In particular, the development would focus on small- to medium-size businesses that are already in, or supplying products to, the life sciences, and use of the facility by larger companies such as SABIC as a venue for further innovation within their product ranges.
"I think the MLSC likes that because it fits the region," said Jane, who noted that support from that institution is crucial to success of the project.
The second phase will delve deeper into potential partnership commitments from companies and research institutions, and generate more specific financial projections for the business plan. This process will take another 90 days, at which time the Phase 2 information will come back to the PEDA board and the MLSC.
"It will still remain a catalyst for attracting startups, but the attraction is based on a mentoring model," said Executive Director Corydon Thurston. "The collaboration of our existing companies creates the kind of value that would attract a startup to come here."
This model, said Thurston, is one that is looked on favorably by the MLSC, which he described as "excited" to be working with Pittsfield on such a project.
To expedite the completion of feasibility study in order to return to the state for a larger request in the spring, Thurston asked the board to approve advancing the $64,000 needed for Phase 2 out of its own funds, saying he is confident this will be reimbursed out of future lump sums from the MLSC.
Director of Community Development Douglas Clark agreed that this is a viable business model for a project of this kind, and this step will help show Pittsfield's commitment to the MLSC.
"They really take this as a sign that we really believe in the project," said Clark. "I don't think there's a huge risk, but there's some risk.
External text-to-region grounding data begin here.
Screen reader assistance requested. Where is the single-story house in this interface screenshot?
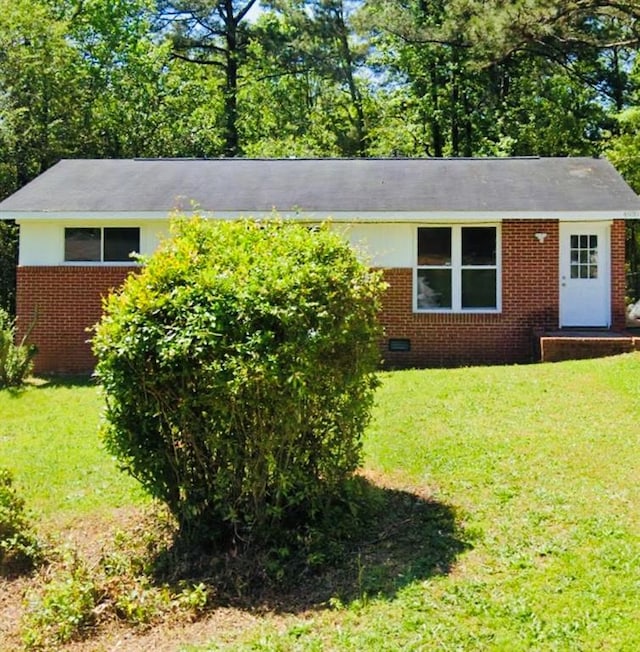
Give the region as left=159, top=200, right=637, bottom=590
left=0, top=156, right=639, bottom=374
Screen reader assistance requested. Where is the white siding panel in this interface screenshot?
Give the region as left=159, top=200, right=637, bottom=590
left=18, top=221, right=170, bottom=265
left=19, top=222, right=63, bottom=265
left=18, top=220, right=413, bottom=267
left=140, top=221, right=169, bottom=257
left=336, top=223, right=413, bottom=267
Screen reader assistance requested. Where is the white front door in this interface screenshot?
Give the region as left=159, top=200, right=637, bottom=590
left=559, top=222, right=610, bottom=327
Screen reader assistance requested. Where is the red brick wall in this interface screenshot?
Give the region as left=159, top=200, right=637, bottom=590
left=381, top=219, right=560, bottom=368
left=611, top=219, right=627, bottom=330
left=16, top=266, right=136, bottom=374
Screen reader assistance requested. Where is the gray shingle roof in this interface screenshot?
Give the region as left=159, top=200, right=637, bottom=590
left=1, top=157, right=638, bottom=215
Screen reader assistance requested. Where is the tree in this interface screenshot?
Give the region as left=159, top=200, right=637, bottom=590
left=0, top=468, right=43, bottom=569
left=360, top=0, right=640, bottom=63
left=52, top=0, right=218, bottom=160
left=156, top=1, right=259, bottom=157
left=0, top=0, right=90, bottom=193
left=60, top=0, right=174, bottom=158
left=0, top=307, right=36, bottom=389
left=262, top=0, right=372, bottom=156
left=239, top=2, right=375, bottom=157
left=359, top=0, right=638, bottom=157
left=93, top=217, right=385, bottom=549
left=607, top=58, right=640, bottom=303
left=0, top=221, right=17, bottom=315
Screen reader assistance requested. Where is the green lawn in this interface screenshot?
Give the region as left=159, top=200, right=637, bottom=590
left=0, top=378, right=146, bottom=526
left=2, top=355, right=640, bottom=650
left=200, top=354, right=640, bottom=651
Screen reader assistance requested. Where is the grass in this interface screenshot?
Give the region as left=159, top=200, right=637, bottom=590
left=0, top=377, right=146, bottom=526
left=1, top=354, right=640, bottom=650
left=197, top=354, right=640, bottom=651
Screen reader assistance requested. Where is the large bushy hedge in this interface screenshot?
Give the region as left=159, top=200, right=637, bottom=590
left=93, top=218, right=385, bottom=548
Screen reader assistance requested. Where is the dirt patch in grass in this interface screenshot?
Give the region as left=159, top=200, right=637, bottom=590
left=0, top=473, right=469, bottom=651
left=1, top=573, right=269, bottom=652
left=61, top=607, right=270, bottom=652
left=0, top=575, right=31, bottom=651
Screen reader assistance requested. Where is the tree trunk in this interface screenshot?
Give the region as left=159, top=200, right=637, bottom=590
left=333, top=4, right=367, bottom=157
left=224, top=2, right=240, bottom=157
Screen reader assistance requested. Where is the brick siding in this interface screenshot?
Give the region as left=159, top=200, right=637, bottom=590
left=381, top=219, right=628, bottom=368
left=15, top=219, right=628, bottom=373
left=540, top=336, right=640, bottom=362
left=16, top=266, right=136, bottom=374
left=611, top=219, right=627, bottom=330
left=382, top=220, right=559, bottom=368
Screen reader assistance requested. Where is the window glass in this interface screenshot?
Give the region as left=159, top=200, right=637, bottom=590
left=65, top=228, right=100, bottom=261
left=462, top=269, right=497, bottom=308
left=417, top=269, right=452, bottom=308
left=462, top=227, right=496, bottom=265
left=418, top=227, right=451, bottom=265
left=416, top=225, right=498, bottom=312
left=104, top=228, right=140, bottom=262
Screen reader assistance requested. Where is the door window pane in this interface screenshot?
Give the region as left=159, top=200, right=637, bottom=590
left=569, top=233, right=598, bottom=280
left=104, top=228, right=140, bottom=262
left=417, top=269, right=452, bottom=308
left=65, top=228, right=100, bottom=261
left=462, top=270, right=497, bottom=308
left=418, top=227, right=451, bottom=265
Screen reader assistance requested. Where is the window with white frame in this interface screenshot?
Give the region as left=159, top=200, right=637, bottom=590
left=416, top=225, right=499, bottom=311
left=64, top=227, right=140, bottom=262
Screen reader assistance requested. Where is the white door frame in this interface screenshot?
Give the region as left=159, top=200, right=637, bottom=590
left=559, top=222, right=611, bottom=328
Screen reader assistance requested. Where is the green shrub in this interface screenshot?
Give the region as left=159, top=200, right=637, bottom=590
left=0, top=468, right=43, bottom=571
left=93, top=217, right=385, bottom=549
left=0, top=307, right=36, bottom=388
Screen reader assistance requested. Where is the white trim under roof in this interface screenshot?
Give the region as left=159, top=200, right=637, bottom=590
left=8, top=210, right=639, bottom=223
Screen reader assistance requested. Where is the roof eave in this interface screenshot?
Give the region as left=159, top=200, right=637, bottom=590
left=3, top=210, right=638, bottom=222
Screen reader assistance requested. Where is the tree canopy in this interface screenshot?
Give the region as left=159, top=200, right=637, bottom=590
left=0, top=0, right=638, bottom=174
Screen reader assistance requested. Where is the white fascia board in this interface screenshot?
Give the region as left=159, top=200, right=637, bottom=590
left=11, top=212, right=174, bottom=222
left=9, top=209, right=639, bottom=223
left=298, top=210, right=637, bottom=222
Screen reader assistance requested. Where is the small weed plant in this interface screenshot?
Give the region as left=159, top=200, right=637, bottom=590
left=0, top=468, right=43, bottom=572
left=21, top=508, right=210, bottom=648
left=22, top=549, right=97, bottom=649
left=0, top=307, right=36, bottom=388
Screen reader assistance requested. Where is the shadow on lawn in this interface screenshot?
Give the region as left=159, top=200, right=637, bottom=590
left=153, top=478, right=471, bottom=614
left=28, top=374, right=95, bottom=389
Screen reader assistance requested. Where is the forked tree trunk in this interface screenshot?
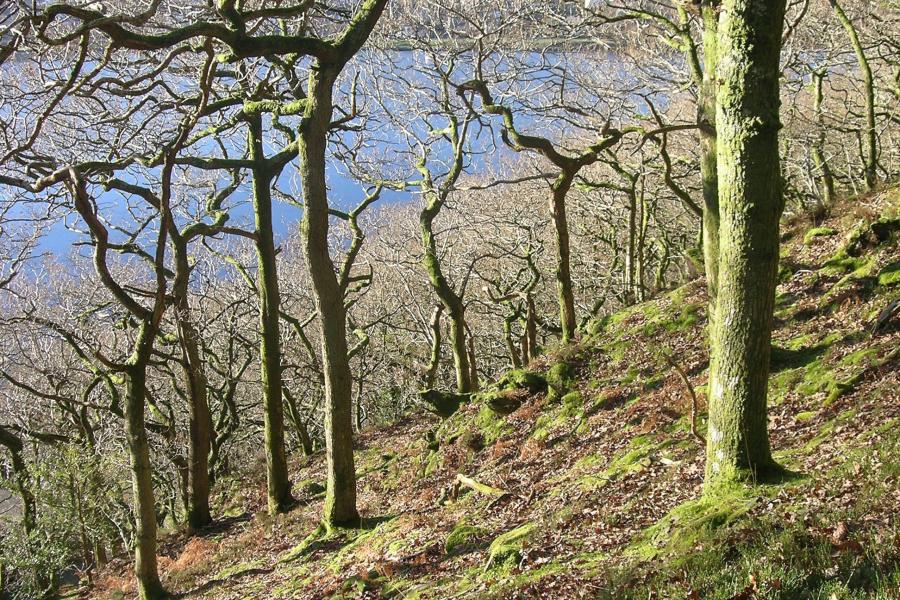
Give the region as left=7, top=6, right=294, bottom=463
left=705, top=0, right=786, bottom=485
left=420, top=208, right=474, bottom=393
left=249, top=114, right=294, bottom=514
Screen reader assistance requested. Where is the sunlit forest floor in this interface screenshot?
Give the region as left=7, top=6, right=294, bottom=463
left=88, top=186, right=900, bottom=599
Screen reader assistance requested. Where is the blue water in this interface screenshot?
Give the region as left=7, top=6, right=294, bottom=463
left=8, top=47, right=646, bottom=268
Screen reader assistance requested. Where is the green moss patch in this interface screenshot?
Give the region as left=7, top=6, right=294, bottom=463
left=485, top=522, right=538, bottom=571
left=545, top=362, right=575, bottom=402
left=444, top=522, right=489, bottom=554
left=877, top=261, right=900, bottom=286
left=803, top=226, right=837, bottom=245
left=630, top=483, right=756, bottom=560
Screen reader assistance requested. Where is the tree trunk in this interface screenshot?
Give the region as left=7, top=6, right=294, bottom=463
left=465, top=322, right=479, bottom=391
left=249, top=114, right=294, bottom=514
left=811, top=71, right=836, bottom=207
left=504, top=314, right=522, bottom=369
left=700, top=1, right=721, bottom=327
left=705, top=0, right=786, bottom=486
left=448, top=305, right=473, bottom=393
left=283, top=386, right=314, bottom=457
left=0, top=428, right=35, bottom=537
left=424, top=305, right=443, bottom=389
left=625, top=182, right=637, bottom=306
left=171, top=240, right=212, bottom=530
left=551, top=172, right=577, bottom=342
left=420, top=208, right=473, bottom=393
left=299, top=67, right=359, bottom=527
left=636, top=185, right=649, bottom=302
left=524, top=295, right=537, bottom=363
left=125, top=324, right=167, bottom=600
left=830, top=0, right=877, bottom=190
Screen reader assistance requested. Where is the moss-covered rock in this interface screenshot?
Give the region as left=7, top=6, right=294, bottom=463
left=560, top=391, right=584, bottom=417
left=477, top=368, right=548, bottom=415
left=630, top=483, right=756, bottom=560
left=480, top=389, right=524, bottom=415
left=418, top=389, right=471, bottom=418
left=475, top=404, right=511, bottom=444
left=870, top=216, right=900, bottom=243
left=821, top=249, right=869, bottom=276
left=545, top=362, right=575, bottom=402
left=457, top=430, right=484, bottom=452
left=444, top=522, right=488, bottom=554
left=803, top=226, right=837, bottom=245
left=877, top=261, right=900, bottom=286
left=496, top=369, right=548, bottom=394
left=485, top=522, right=537, bottom=571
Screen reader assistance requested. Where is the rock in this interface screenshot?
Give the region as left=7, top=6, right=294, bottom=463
left=418, top=389, right=471, bottom=418
left=481, top=388, right=527, bottom=415
left=444, top=522, right=488, bottom=554
left=485, top=522, right=537, bottom=571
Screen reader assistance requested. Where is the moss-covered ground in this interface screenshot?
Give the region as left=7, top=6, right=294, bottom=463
left=91, top=187, right=900, bottom=599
They want to see that we have some skin in the game."
"I think that's the approach to take," concurred Mayor Daniel Bianchi, who sits on the board, citing positive feedback on the probability of continued support from the MLSC as the project advances. "We're on the right path."
Bianchi noted that funding this out of PEDA's own resources was a preferable, less time-consuming process than a provision in the regular city budget cycle.
"It's not a loan, it's just bridge financing a gap with the hope that we get it back from the state," summarized board member George Whaling.
• In other business, Thurston told the board that despite additional hang-ups, reconstruction of the long awaited bridge connecting Tyler Street and East Street through the quasi-public business park will be completed more-or-less on schedule.
Unforeseen right-of-way issues arose with the bridge's connection to Woodlawn Avenue, which need to be resolved with some eminent domain transfers PEDA hopes will be approved at the next City Council meeting later this month. Once this is completed, the state will begin to advertise the job, for a project that at one time was hoped would be finished for summer 2013.
"The construction schedule will not be impacted," said Thurston. "Even if it was a fall bid, it would still be a spring construction project."